It is a tall order. In his first term, Kuchma's half-steps toward opening up Ukraine's command economy to competition were hampered by paralysis in a parliament in which Communists are the largest faction but lack a majority. To forge a coalition, Kuchma will have to enlist pro-Western, pro-business politicians. "If Kuchma is serious about leading a broad movement to deliver us from stagnation, he must attract centrists," says Mikolo Tomenko, a political analyst in Kiev.

Serhiy Tyhypko, Kuchma's beleaguered but respected Deputy Prime Minister for Economic Reform, could certainly use help from the likes of Viktor Pinzenik, the liberal economist who pushed for reform as Deputy Prime Minister in 1994-96 and now heads the Reform and Order Party. In the election, Pinzenik formed a bloc with Hennady Udovenko, who leads one wing of Rukh, the party that spawned the independence movement in the final Soviet years. Kuchma must now give such leaders a chance to liberalize the economy. "They'll only work with a Europeanized Kuchma," says Oleksandr Tkachenko, a leading Ukrainian journalist. "He must create the ground for a truly civil society."

That is vital to win the trust of Ukraine's 51 million people, for whom the post-Soviet "transition" has seemed endless. The high hopes of a decade ago--democracy, reform and Western investment--have given way to a bloated bureaucracy that feeds on corruption. Reversing the slide will be difficult. Despite Kuchma's triumph, the national currency is sinking. "We are living on the patience of the IMF," says the liberal economist Pinzenik. Kuchma's election may have beaten the "red threat," but the red ink is growing.

With or without the economic problems, Kuchma could hardly have lost the election. Symonenko was a dismal campaigner; in a pre-election interview he sat alone in a dark office repeating an odd refrain: "If only I could win." Kuchma wisely framed his campaign as a stalwart defense of modernization against a Bolshevik revanche. That may not have been convincing to many Ukrainians--they know that Kuchma has privatized few enterprises and lured but a trickle of investment. And 15 million retired Ukrainians need no reminding how hard it is to survive on pensions of less than $15 a month. Yet they voted for him all the same, simply because he was not running under the Communist banner.
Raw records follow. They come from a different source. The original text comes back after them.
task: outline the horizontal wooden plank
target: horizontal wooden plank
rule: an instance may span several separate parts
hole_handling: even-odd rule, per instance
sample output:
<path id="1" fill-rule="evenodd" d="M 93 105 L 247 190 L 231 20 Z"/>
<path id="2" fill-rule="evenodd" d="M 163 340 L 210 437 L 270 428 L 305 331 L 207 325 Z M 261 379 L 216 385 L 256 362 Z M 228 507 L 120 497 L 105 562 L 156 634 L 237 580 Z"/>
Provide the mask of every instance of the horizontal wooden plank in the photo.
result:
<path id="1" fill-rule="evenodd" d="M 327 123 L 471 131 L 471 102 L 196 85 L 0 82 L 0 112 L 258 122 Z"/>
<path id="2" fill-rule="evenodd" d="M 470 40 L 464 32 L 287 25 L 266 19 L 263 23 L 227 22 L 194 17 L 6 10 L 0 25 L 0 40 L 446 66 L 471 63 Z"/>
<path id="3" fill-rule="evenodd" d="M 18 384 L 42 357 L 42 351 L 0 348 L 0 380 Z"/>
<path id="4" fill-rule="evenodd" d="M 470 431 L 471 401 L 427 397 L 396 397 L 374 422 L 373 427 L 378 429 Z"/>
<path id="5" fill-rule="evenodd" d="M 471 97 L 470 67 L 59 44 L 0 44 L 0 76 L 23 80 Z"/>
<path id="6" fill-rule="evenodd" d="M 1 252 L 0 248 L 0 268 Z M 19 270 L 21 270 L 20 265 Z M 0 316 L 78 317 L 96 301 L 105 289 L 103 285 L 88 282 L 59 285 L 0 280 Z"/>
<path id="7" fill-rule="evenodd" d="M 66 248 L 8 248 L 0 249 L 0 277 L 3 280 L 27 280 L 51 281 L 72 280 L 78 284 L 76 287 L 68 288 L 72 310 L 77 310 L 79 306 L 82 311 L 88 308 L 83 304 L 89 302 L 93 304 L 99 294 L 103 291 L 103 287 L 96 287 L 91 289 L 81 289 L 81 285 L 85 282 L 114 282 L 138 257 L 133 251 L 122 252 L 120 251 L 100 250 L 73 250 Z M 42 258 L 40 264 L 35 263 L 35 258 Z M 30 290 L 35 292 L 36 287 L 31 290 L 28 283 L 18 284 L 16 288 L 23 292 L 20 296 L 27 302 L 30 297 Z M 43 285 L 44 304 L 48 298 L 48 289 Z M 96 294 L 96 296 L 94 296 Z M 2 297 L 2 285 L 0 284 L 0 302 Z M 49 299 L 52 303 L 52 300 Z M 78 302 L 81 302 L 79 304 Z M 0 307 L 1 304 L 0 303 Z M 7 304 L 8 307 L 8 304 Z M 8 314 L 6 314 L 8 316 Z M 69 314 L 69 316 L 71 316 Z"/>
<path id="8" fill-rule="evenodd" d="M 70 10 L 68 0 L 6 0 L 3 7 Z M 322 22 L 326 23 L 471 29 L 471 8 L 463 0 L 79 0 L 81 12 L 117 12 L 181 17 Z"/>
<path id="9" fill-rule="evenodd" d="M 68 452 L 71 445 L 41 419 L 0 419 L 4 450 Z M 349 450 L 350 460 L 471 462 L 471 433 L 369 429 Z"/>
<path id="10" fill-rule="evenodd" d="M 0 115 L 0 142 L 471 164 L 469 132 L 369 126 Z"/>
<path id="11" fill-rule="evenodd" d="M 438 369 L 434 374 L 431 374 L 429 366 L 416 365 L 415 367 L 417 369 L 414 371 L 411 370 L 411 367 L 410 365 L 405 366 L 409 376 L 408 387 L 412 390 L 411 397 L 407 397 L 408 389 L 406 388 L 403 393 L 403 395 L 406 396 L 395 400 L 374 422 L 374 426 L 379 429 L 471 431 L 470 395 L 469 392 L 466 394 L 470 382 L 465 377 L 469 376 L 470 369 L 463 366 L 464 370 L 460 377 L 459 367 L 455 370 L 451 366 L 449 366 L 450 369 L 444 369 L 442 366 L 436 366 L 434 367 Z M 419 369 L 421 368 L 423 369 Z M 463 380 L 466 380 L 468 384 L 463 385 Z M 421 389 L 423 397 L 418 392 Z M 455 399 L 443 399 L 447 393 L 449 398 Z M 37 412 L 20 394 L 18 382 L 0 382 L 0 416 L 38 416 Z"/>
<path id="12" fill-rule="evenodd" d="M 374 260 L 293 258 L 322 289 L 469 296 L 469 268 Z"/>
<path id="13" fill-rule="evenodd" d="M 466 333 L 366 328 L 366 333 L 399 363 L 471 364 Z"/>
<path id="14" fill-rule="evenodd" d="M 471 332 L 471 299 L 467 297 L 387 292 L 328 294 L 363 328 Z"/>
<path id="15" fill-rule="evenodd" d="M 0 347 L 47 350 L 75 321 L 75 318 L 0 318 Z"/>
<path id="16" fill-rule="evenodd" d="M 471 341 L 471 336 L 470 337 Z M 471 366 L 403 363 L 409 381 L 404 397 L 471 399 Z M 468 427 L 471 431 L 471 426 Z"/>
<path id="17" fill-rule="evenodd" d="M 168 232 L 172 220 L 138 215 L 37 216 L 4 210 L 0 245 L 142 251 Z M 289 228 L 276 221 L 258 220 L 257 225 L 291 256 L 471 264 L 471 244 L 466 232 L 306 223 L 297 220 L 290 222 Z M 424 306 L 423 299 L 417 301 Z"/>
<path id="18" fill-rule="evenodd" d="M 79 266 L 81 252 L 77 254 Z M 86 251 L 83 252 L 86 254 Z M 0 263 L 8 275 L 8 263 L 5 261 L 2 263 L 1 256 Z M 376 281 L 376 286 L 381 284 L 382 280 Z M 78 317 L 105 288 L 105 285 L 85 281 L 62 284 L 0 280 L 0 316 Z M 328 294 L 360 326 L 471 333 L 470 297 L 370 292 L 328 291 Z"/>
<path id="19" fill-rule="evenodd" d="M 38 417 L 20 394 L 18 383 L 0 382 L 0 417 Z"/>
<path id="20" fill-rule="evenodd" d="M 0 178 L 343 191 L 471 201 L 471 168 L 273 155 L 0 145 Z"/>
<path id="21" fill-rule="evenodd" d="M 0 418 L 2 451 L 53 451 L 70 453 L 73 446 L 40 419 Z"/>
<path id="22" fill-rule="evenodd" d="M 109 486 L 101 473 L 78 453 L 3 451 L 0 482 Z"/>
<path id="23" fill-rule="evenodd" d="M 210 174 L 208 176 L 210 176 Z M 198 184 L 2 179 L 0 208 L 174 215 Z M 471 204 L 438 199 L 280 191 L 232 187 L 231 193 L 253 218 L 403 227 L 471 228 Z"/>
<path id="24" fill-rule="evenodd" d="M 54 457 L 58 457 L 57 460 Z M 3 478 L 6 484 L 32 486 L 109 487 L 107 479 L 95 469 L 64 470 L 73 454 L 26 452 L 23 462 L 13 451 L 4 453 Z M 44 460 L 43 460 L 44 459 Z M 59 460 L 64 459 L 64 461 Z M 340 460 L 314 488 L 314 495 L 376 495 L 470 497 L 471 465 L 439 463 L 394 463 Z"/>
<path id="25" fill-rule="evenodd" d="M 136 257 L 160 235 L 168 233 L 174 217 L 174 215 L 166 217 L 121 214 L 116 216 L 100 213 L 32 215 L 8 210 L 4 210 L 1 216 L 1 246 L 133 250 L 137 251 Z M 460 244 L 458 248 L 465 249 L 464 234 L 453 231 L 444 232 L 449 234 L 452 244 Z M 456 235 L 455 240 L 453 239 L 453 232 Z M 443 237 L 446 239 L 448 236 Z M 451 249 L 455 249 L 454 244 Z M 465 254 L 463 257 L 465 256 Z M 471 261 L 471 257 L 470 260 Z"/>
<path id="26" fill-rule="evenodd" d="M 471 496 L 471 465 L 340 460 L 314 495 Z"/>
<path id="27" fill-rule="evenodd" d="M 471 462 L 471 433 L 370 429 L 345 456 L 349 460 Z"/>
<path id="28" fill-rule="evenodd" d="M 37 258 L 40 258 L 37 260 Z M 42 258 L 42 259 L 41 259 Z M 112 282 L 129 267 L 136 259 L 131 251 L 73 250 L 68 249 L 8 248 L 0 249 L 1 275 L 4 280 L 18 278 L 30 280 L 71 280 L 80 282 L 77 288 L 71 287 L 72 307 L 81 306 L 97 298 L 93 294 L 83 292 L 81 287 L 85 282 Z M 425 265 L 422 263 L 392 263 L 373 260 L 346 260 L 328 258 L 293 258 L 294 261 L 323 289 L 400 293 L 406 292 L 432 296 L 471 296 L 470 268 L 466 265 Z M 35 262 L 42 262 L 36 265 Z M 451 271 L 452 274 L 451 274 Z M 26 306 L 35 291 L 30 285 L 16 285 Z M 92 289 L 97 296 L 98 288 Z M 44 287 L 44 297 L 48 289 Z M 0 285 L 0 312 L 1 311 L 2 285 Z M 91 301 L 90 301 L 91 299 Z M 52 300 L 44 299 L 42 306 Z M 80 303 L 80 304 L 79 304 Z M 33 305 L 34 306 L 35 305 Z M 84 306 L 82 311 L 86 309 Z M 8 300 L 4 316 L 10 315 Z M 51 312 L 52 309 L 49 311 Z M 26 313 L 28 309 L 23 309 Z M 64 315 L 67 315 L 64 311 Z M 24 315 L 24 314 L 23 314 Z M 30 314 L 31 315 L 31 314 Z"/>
"Kuchma is ruled by the clans and the West," says an elderly woman in Gusachivka, a village 45 km east of Kiev. But she still supports him because, she says, "The gulag, collectivization, famine, Russia's fist--we've already had one Communist experiment. Anybody but the Communists." Now, with another five years to deliver promises too long unkept, Kuchma has a chance to rescue Ukraine's stranded reformers--and at last build the centrist alliance Ukraine so desperately needs.